The purpose of this project is to develop an automatic image-segmentation method using a deep learning approach. The goal is to extract surfaces of main articulators crucial for speech production. This method can aid doctors in diagnosing and monitoring neurodegenerative diseases, as motor speech impairment may be an early observable symptom.
We were provided with a Dataset of 820 real-time MRI images along with their respective labels. The dataset was split into 80% for training and 10% each for validation and testing. Salt and pepper noise was removed using a median filter.
The U-Net architecture, as used by Ruthven in their research, was chosen. It consists of 5 encoding layers and 5 decoding layers. Gridsearch was performed for hyperparameter optimization, exploring dropout rate, batch size, loss function, and type of pooling.
During training and postprocessing, the DICE coefficient was used to measure the quality of segmentation. Cross entropy was chosen as the loss function, with variations like uniform weights, adjusted weights, and custom cross entropy tested.

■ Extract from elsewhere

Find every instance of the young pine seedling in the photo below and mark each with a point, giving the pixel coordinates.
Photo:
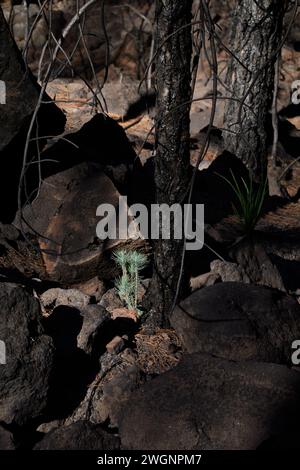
(250, 200)
(131, 263)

Results indicated that cross entropy with uniform weights performed best. The model exhibited robustness to noise, with minimal impact on results when applied to the original dataset versus denoised versions.
Various postprocessing techniques were implemented after choosing the best model. An algorithm for island detection was designed to remove isolated groups of pixels below a certain threshold. Median filters were also applied individually and in combination with island detection.
The best results were obtained by combining the median filter with the island detection algorithm, followed by raw predictions and the median filter alone. Combining multiple methods had a negative impact on the metric.
In conclusion, our model demonstrated satisfactory segmentation with good visual results and mean DICE scores. It showed no overfitting and robustness to noise. Further improvements could involve exploring different loss functions and increasing the dataset size.
Potential future improvements include exploring additional loss functions, increasing the number of samples, and continuous refinement of postprocessing techniques.